Research into the conservation status of an iconic plant species found in the ecosystems of Namibia’s Namib Desert and studies of a critically-endangered tree species and a recently-rediscovered flowering plant from Brazil are to receive support from the Mohamed bin Zayed Species Conservation Fund, according to a list of newly-agreed grants on the Fund’s website.

The Welwitschia (Welwitschia mirabilis) is believed to play a crucial ecological role in the Namib Desert but its conservation status is largely unknown. Available data indicates highly variable population densities across the species range, with uncommon to rare individuals in the Kunene subrange, while threats include climate change, ecotourism, domestic livestock and mining.

The main aim of the project, being undertaken by the Institute of Research on Territorial Ecosystems, CNR-IRET, of the National Research Council of Italy, is to lay the basis for the development of a long-term management plan for this species, by collecting relevant information in the Kunene subrange of Welwitschia.
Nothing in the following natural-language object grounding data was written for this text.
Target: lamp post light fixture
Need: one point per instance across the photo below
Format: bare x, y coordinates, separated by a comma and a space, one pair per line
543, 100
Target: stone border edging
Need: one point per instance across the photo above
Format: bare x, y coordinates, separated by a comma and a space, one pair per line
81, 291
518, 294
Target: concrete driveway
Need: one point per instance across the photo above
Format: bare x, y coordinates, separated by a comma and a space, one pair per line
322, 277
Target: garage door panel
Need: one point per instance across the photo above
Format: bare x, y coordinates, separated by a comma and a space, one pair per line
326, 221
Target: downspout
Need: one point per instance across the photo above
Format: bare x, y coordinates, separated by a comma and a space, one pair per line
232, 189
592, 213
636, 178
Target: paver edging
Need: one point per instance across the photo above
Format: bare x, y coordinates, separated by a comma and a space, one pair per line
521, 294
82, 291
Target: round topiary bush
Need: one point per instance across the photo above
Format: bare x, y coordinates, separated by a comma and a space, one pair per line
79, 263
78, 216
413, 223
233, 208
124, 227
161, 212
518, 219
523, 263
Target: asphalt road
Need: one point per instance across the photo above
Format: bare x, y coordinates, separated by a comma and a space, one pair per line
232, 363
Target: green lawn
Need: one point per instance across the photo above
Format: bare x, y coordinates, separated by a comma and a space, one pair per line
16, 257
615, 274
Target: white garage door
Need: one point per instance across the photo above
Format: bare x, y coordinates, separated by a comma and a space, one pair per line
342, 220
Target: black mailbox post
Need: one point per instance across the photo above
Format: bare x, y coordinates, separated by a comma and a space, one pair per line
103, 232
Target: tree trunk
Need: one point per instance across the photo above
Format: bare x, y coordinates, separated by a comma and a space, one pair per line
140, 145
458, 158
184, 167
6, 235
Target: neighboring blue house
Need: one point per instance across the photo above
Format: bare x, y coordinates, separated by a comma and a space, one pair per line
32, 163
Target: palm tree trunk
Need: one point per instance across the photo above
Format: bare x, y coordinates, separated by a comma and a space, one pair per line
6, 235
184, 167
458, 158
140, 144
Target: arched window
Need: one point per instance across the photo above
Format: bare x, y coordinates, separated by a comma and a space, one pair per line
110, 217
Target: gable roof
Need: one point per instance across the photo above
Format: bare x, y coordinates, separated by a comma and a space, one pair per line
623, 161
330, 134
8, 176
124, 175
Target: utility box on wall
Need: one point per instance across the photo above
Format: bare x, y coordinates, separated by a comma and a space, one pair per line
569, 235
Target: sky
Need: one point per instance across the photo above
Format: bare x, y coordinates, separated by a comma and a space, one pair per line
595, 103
This will help to define the area of occupancy of the species in this remote region, allowing identification of priority areas for conservation and planning management activities.

In Brazil, the Parana Pine (Araucaria angustifolia) is a species of conifer tree whose seeds have traditionally been exploited as a source of food and income in local rural societies. During the last century, Araucaria populations were decimated by intense logging activities and the tree is now classified as being critically endangered with extinction, according to the International Union for the Conservation of Nature, IUCN. Currently, logging of native populations of Araucaria, found mainly in the highlands of southern Brazil, is prohibited.

Local communities use cattle and fire for land management in nearby high-altitude grasslands and the project, being undertaken by Brazil’s Federal University of Santa Catarina, will examine how past and present land use and management affect the population dynamics of the species.

Also in Brazil, another project being supported by the Fund is research into Mollimedia stenophylla, a recently rediscovered and critically endangered species of flowering plant known only from a narrow area of rainforest in Rio de Janeiro state.

This project involves fieldwork to search for new subpopulations of the species in the wild and of other related species in the same area. Work will be undertaken on the genetic diversity of Mollinedia stenophylla while an assessment will be done of the risk of extinction for this and three other related species. An action plan for the conservation of endemic plant species in Rio de Janeiro state will also be updated.

The research will be undertaken by the University of Sao Paulo. Other projects involving plants in the latest round of grants being awarded by the Mohamed bin Zayed Species Conservation Fund are being supported in Cameroon, Kenya, Ghana, Cuba and India.

Established in 2008, the Fund has so far given a total of just over US$18 million to 1,924 conservation projects, covering over 1,200 species and sub-species of plants and animals.